SAMARINDA – Permasalahan sengketa lahan di Kota Samarinda seolah tak berkesudahan. Gelombang aduan warga terus membanjiri Dewan Perwakilan Rakyat Daerah (DPRD), khususnya Komisi I yang membidangi hukum dan pertanahan, mencari solusi atas konflik kepemilikan tanah yang semakin kompleks.
Anggota Komisi I DPRD Samarinda, Markaca, mengungkapkan bahwa Komisi I berulang kali harus turun tangan sebagai mediator. Sengketa yang difasilitasi beragam, mulai dari konflik horizontal antarwarga, vertikal antara warga dengan korporasi, hingga masalah yang melibatkan aset pemerintah daerah sendiri.
“Laporan yang masuk cukup banyak. Ada yang berhadapan dengan perusahaan, ada juga masyarakat yang tanpa sadar membangun di atas tanah milik Pemkot karena tak punya izin,” jelasnya saat ditemui, Sabtu (27/9/2025).

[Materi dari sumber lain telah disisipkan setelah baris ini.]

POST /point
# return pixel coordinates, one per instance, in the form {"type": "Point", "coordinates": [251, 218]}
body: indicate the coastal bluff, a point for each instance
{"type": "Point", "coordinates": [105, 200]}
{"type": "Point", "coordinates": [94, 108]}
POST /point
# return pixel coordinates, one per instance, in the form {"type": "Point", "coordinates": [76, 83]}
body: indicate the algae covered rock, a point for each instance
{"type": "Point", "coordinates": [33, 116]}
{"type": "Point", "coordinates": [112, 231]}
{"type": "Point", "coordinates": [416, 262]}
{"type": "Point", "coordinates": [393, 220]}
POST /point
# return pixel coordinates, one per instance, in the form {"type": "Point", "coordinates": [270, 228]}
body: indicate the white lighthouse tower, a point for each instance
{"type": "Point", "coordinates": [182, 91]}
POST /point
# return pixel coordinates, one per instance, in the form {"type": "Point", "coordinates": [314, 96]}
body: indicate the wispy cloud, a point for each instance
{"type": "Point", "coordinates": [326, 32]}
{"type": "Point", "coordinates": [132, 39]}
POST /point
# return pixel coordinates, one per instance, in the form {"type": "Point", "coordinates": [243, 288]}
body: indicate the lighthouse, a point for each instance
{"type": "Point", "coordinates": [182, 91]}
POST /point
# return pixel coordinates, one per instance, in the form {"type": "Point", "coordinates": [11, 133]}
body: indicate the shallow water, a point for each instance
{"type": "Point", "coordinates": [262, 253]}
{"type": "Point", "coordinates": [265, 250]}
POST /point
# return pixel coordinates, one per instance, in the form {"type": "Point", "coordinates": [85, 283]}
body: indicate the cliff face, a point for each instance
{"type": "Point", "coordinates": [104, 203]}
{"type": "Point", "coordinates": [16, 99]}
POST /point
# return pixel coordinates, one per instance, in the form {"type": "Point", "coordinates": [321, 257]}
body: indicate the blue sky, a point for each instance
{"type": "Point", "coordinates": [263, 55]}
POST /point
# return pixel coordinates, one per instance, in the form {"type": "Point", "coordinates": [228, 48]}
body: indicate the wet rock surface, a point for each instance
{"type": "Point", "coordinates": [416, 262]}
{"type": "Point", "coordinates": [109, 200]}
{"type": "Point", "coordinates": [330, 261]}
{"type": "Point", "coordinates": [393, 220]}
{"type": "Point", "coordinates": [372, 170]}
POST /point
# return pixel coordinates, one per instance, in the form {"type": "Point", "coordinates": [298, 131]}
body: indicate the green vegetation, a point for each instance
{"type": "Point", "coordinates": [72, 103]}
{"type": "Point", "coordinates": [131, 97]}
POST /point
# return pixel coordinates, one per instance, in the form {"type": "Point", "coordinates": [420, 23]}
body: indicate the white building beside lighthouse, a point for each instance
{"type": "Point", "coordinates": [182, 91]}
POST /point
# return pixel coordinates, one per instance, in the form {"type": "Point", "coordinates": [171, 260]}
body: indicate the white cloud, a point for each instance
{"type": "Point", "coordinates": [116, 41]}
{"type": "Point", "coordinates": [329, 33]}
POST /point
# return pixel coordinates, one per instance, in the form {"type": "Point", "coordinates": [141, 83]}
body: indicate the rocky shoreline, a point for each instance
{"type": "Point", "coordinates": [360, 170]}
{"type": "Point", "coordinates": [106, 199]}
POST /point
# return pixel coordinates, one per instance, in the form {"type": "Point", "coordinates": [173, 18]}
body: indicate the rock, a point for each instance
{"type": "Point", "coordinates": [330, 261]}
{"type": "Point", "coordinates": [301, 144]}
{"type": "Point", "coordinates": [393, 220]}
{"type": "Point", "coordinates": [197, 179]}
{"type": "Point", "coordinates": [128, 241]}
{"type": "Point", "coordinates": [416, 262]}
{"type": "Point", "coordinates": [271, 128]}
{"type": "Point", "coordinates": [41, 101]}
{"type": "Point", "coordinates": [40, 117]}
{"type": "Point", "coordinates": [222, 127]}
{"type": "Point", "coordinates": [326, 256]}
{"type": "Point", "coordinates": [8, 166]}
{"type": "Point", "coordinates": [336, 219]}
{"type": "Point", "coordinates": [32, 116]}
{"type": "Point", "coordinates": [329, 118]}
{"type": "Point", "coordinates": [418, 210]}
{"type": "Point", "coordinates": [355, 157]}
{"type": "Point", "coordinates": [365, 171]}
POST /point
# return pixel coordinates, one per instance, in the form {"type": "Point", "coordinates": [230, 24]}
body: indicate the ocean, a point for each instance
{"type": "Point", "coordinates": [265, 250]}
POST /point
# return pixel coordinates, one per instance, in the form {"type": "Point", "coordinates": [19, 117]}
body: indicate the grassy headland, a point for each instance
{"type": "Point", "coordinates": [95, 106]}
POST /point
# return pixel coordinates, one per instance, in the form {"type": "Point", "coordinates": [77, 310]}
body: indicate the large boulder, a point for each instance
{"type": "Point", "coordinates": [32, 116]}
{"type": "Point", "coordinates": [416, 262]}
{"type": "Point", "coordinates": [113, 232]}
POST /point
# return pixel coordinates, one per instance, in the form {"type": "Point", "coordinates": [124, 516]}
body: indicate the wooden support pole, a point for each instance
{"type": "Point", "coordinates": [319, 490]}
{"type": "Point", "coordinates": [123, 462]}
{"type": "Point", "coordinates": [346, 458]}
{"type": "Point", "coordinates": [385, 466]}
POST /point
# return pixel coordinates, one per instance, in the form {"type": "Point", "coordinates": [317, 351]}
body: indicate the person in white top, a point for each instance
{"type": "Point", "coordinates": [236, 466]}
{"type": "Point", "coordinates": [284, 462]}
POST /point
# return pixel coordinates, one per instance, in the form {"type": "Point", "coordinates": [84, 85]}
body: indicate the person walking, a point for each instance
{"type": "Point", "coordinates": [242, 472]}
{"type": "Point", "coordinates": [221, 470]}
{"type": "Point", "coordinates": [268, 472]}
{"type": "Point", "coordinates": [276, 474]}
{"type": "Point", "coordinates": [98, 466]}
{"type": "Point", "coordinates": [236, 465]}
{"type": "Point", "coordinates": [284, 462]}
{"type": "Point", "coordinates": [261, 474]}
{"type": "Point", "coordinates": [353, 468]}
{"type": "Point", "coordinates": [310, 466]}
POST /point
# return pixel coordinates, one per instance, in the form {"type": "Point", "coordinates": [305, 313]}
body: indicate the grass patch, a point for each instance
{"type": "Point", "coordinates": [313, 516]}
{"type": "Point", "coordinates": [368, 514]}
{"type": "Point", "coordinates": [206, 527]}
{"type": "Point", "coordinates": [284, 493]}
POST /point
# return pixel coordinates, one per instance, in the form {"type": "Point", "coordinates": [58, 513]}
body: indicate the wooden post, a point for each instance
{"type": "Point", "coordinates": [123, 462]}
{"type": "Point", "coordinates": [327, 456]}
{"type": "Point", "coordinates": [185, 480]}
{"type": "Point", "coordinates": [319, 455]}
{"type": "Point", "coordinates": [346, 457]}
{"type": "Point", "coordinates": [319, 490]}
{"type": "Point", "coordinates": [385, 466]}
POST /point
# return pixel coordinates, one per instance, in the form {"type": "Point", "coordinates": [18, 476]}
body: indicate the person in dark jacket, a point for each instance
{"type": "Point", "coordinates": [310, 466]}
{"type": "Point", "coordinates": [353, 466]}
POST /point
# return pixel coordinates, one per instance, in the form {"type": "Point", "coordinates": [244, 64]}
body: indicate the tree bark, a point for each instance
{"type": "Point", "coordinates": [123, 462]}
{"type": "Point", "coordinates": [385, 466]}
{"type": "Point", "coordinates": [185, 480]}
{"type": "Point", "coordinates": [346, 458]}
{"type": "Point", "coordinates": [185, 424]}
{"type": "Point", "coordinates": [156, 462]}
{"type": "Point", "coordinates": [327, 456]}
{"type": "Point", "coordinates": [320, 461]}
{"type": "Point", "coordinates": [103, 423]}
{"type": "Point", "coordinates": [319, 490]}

Komisi I pernah memfasilitasi kasus-kasus besar seperti polemik lahan pemakaman Loa Bakung melawan PT BBE, sengketa lahan antara warga dan PT IPC di Palaran, hingga konflik di kawasan Perumahan STV Batu Cermin.

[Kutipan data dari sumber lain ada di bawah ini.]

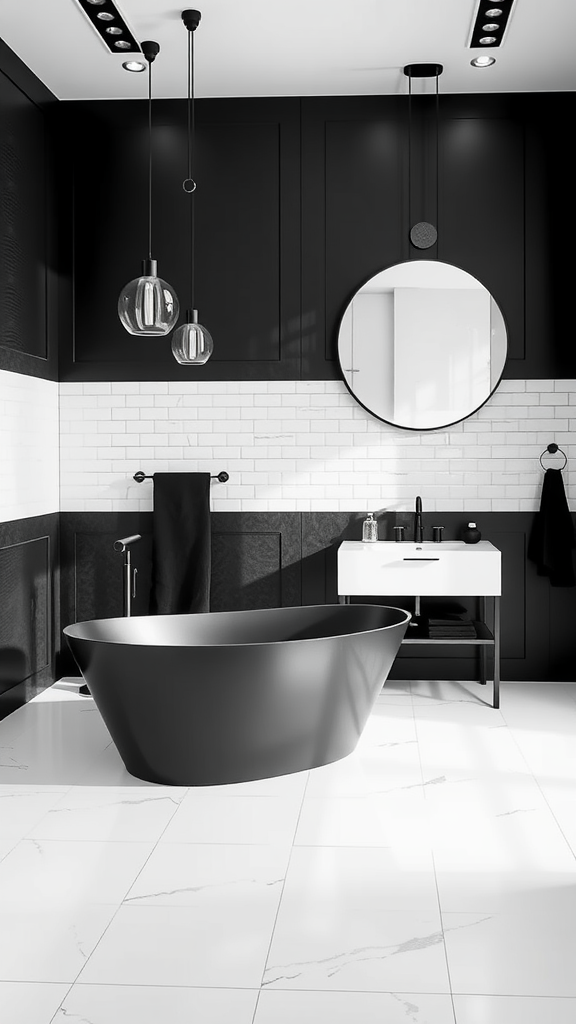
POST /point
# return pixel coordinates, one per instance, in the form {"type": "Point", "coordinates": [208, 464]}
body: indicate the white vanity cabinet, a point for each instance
{"type": "Point", "coordinates": [450, 568]}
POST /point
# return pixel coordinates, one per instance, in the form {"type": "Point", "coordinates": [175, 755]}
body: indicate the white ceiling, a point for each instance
{"type": "Point", "coordinates": [300, 48]}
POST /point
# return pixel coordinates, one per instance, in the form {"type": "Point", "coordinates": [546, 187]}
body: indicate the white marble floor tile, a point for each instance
{"type": "Point", "coordinates": [23, 806]}
{"type": "Point", "coordinates": [397, 818]}
{"type": "Point", "coordinates": [280, 785]}
{"type": "Point", "coordinates": [215, 946]}
{"type": "Point", "coordinates": [30, 1003]}
{"type": "Point", "coordinates": [5, 846]}
{"type": "Point", "coordinates": [345, 879]}
{"type": "Point", "coordinates": [59, 740]}
{"type": "Point", "coordinates": [218, 877]}
{"type": "Point", "coordinates": [204, 818]}
{"type": "Point", "coordinates": [109, 813]}
{"type": "Point", "coordinates": [512, 953]}
{"type": "Point", "coordinates": [465, 745]}
{"type": "Point", "coordinates": [49, 945]}
{"type": "Point", "coordinates": [54, 875]}
{"type": "Point", "coordinates": [343, 1008]}
{"type": "Point", "coordinates": [513, 1010]}
{"type": "Point", "coordinates": [342, 948]}
{"type": "Point", "coordinates": [377, 771]}
{"type": "Point", "coordinates": [489, 795]}
{"type": "Point", "coordinates": [150, 1005]}
{"type": "Point", "coordinates": [448, 691]}
{"type": "Point", "coordinates": [561, 798]}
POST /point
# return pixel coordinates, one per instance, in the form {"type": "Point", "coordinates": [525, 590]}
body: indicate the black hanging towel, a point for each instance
{"type": "Point", "coordinates": [552, 538]}
{"type": "Point", "coordinates": [180, 555]}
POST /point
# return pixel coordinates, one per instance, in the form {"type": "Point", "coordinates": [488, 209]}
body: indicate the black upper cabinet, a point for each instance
{"type": "Point", "coordinates": [298, 203]}
{"type": "Point", "coordinates": [246, 235]}
{"type": "Point", "coordinates": [28, 255]}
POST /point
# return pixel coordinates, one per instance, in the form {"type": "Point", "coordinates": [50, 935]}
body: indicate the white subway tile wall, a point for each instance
{"type": "Point", "coordinates": [29, 446]}
{"type": "Point", "coordinates": [297, 445]}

Menurut Markaca, terulangnya sengketa ini memiliki akar tunggal yang jelas: tumpang tindih dokumen kepemilikan yang disebabkan oleh lemahnya tata kelola administrasi pertanahan. Ia menilai Badan Pertanahan Nasional (BPN) memiliki peran sentral dan wajib bertindak lebih tegas dalam proses sertifikasi untuk mencegah penerbitan sertifikat ganda.
“Kalau sistem administrasi BPN tidak dibenahi secara tegas, potensi konflik tanah akan terus bermunculan,” tegas legislator yang mewakili Dapil Sambutan, Samarinda Ilir, dan Samarinda Kota ini.

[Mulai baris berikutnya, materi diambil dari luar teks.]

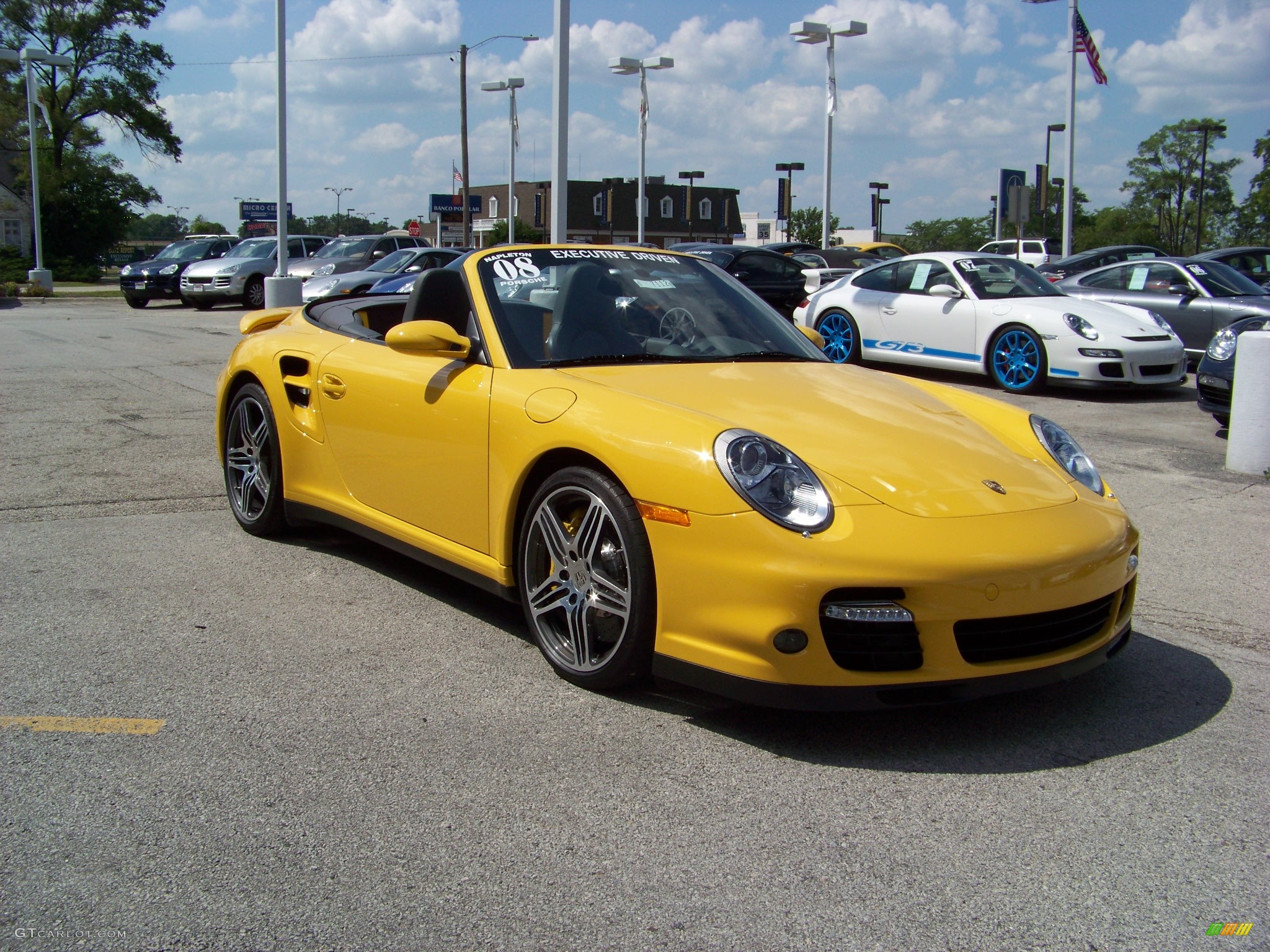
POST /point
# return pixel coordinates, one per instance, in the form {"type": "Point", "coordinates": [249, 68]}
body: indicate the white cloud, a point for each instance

Markaca mengingatkan bahwa peran DPRD terbatas hanya sebagai mediator. Solusi permanen sengketa lahan memerlukan keterbukaan dan kompromi dari semua pihakmasyarakat, perusahaan, dan pemerintah untuk duduk bersama mencari jalan tengah yang adil.
Sebagai antisipasi dini, ia juga berpesan kepada masyarakat agar lebih berhati-hati saat melakukan transaksi jual beli tanah.
“Jangan asal percaya, pastikan dulu legalitasnya benar-benar sah,” pesannya.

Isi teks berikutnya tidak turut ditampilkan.